Structures That Appear in 2–3 Dimensions

Locus Coeruleus — Dimensions 1 and 5. The brain’s primary norepinephrine source. It regulates global arousal (D1) and modulates attentional bandwidth through its cortical projections (D5): moderate norepinephrine broadens attention; high norepinephrine narrows it. This is the mechanism behind stress-induced tunnel vision — the same system that wakes you up also focuses you narrowly when it fires hard.

Hippocampus — Dimensions 7 and 8. The hippocampus supports episodic memory and, crucially, future simulation — the ability to mentally project oneself forward in time. Both temporal horizon (D7) and narrative construction (D8) rely on this capacity. Stress-induced hippocampal suppression (via cortisol) is why both future imagination and coherent self-narrative collapse under acute threat.

HPA Axis — Dimensions 1 and 7. The hypothalamic-pituitary-adrenal axis produces cortisol, the primary stress hormone. It raises global arousal (D1) and simultaneously contracts temporal horizon (D7): cortisol shifts the brain toward immediate threat response and away from long-range planning. Both effects are adaptive in genuine emergency. Both become costly when the axis stays chronically activated.

Supplementary Motor Area (SMA) — Dimensions 3 and 4. The SMA generates the readiness potential — the neural preparation for voluntary movement that precedes conscious intention by up to 500ms. It appears in both approach bias (D3, motor readiness) and agency (D4, authorship of action). Damage here produces alien-limb syndrome: the movement happens, but it doesn’t feel willed. The SMA is where intention becomes motor act, and where the felt sense of agency over action is generated.
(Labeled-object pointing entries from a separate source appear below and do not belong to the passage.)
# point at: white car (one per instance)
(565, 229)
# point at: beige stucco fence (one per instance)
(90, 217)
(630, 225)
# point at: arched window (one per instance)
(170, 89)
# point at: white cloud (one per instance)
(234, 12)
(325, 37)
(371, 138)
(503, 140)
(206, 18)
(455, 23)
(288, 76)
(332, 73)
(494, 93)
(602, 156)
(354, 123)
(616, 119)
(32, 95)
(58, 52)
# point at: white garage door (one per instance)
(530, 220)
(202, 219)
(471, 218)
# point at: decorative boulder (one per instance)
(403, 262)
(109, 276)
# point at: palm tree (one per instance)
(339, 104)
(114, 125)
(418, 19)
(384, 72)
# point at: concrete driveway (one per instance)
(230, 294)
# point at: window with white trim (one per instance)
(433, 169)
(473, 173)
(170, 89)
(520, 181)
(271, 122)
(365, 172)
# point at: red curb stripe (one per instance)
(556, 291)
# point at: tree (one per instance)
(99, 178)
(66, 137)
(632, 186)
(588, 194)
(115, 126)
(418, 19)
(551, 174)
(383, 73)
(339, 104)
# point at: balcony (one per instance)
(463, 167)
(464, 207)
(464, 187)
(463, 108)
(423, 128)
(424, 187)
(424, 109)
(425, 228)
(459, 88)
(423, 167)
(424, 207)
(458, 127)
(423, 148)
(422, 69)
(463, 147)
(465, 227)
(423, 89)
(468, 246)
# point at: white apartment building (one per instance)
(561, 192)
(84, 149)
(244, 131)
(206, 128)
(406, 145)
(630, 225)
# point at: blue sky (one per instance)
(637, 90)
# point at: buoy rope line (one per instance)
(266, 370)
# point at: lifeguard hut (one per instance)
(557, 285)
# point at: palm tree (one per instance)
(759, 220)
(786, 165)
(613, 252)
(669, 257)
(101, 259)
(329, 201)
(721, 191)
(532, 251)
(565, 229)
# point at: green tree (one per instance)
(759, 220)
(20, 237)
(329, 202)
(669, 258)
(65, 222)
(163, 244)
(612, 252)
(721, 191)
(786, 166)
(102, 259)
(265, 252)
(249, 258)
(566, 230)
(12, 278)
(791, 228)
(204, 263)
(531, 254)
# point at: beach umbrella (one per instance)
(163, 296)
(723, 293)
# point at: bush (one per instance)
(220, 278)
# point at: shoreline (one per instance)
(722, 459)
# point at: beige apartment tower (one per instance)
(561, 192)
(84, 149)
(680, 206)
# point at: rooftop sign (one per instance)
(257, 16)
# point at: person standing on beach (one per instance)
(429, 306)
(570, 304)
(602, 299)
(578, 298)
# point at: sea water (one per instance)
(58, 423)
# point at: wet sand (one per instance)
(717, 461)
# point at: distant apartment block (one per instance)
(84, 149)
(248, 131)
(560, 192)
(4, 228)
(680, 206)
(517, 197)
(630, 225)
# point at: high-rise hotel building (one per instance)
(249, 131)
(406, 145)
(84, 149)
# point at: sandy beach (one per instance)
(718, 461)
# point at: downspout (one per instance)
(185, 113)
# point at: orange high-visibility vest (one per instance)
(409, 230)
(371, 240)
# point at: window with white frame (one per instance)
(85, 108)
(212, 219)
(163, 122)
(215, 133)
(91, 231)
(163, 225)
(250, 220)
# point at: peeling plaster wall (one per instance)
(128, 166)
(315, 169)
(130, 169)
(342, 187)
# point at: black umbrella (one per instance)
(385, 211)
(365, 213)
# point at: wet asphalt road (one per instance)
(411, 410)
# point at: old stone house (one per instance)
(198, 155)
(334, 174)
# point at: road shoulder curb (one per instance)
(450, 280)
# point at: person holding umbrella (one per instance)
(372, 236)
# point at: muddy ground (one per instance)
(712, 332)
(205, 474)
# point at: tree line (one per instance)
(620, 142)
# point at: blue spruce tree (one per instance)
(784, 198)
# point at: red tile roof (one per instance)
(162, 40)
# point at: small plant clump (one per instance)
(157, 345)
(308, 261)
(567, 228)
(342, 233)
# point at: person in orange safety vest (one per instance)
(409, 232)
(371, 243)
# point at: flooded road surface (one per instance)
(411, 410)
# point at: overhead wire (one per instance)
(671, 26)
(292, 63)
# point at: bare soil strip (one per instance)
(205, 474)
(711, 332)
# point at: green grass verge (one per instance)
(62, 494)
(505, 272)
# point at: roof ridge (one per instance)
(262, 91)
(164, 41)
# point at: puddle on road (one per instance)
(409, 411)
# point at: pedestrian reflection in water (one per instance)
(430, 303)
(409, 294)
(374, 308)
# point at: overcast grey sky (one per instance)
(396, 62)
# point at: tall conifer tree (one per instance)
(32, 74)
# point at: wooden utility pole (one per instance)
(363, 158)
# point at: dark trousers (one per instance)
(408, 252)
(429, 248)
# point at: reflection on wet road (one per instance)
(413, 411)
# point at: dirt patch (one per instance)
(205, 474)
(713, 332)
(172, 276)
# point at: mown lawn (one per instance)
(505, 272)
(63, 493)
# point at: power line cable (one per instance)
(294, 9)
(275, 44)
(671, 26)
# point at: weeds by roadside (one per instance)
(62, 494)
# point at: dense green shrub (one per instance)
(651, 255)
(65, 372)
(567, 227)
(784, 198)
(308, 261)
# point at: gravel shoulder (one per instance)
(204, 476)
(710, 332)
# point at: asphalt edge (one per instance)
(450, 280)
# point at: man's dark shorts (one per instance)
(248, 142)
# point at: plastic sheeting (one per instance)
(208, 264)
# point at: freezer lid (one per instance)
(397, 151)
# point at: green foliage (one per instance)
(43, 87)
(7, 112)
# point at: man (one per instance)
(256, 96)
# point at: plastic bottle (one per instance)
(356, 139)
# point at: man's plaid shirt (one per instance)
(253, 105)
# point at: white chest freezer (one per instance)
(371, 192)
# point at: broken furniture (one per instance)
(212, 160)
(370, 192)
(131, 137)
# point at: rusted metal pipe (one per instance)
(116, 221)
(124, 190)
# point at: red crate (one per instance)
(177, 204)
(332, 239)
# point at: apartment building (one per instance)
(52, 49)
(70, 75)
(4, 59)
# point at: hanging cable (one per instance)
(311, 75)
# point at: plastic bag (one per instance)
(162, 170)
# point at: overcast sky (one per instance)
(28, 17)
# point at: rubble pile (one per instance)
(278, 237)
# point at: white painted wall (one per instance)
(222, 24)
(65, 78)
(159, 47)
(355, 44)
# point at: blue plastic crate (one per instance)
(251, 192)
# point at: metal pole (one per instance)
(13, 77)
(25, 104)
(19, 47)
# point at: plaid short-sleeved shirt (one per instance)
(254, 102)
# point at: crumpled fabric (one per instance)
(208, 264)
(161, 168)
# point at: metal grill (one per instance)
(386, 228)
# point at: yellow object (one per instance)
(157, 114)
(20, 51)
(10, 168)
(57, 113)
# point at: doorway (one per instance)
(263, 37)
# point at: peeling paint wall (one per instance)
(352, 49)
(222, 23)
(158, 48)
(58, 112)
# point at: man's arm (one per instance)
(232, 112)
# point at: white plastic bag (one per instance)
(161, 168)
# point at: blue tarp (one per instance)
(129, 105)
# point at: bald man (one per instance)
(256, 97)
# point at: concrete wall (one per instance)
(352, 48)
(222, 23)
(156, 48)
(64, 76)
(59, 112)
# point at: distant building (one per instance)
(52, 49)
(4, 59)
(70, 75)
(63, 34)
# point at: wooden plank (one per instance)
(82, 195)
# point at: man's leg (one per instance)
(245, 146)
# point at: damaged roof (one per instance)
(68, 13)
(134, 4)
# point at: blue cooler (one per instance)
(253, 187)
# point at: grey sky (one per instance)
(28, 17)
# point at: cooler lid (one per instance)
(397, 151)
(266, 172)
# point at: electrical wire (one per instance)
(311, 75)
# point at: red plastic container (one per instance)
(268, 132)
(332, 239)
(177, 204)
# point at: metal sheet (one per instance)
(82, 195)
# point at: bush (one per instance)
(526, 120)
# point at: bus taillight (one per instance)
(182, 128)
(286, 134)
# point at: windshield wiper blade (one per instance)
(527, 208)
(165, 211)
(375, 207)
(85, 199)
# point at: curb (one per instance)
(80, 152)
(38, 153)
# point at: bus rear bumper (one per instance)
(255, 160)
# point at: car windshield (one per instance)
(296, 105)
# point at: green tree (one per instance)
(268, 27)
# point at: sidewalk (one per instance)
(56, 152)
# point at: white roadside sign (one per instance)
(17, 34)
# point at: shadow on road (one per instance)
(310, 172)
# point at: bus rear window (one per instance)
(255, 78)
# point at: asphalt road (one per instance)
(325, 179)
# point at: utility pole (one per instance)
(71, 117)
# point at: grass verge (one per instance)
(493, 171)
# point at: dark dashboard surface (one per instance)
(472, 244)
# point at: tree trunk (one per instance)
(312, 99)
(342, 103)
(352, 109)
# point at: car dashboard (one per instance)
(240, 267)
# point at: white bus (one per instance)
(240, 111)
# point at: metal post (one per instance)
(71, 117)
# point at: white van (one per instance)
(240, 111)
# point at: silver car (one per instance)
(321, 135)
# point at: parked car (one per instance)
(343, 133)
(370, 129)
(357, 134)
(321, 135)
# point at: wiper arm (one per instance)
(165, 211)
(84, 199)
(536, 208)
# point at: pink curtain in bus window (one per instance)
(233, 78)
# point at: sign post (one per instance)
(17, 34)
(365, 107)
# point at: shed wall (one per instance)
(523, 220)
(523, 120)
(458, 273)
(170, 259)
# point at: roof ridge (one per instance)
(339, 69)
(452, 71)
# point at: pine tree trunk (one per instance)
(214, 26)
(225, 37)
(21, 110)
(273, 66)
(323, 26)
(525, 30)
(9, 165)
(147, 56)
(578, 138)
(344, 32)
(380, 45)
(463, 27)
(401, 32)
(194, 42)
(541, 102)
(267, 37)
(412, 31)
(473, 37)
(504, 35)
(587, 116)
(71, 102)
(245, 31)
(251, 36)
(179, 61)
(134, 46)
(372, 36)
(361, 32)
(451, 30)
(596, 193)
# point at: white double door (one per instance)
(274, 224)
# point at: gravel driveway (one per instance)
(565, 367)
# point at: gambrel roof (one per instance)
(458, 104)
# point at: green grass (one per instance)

Amygdala — Dimensions 2, 3, 6. The amygdala flags threat and triggers avoidance (D2, D3) and modulates social danger detection (D6). It is most prominent in Valence (D2) because it is the primary gate for the shift from reward- to threat-processing. Its suppression by vmPFC — when safety has been learned — is the biological basis of earned trust and exposure-based fear reduction.

Why This Matters

The overlap isn’t a bug in the model — it’s a feature. The nervous system is not a set of isolated functions. The ACC doesn’t just handle conflict; it handles conflict-as-felt-in-the-body-as-narrated-by-the-self. The insula doesn’t just report body signals; it feeds those signals into valence, attention, and meaning simultaneously. This is why regulation tools that work through the body (breath, movement, grounding) affect cognition: they enter the system at the insula and ACC, which connect upward through PFC into narrative and downward through the amygdala into threat-processing.

A regulation model that treats cognition and body as separate domains misses the architecture. These structures are the architecture — and they are shared.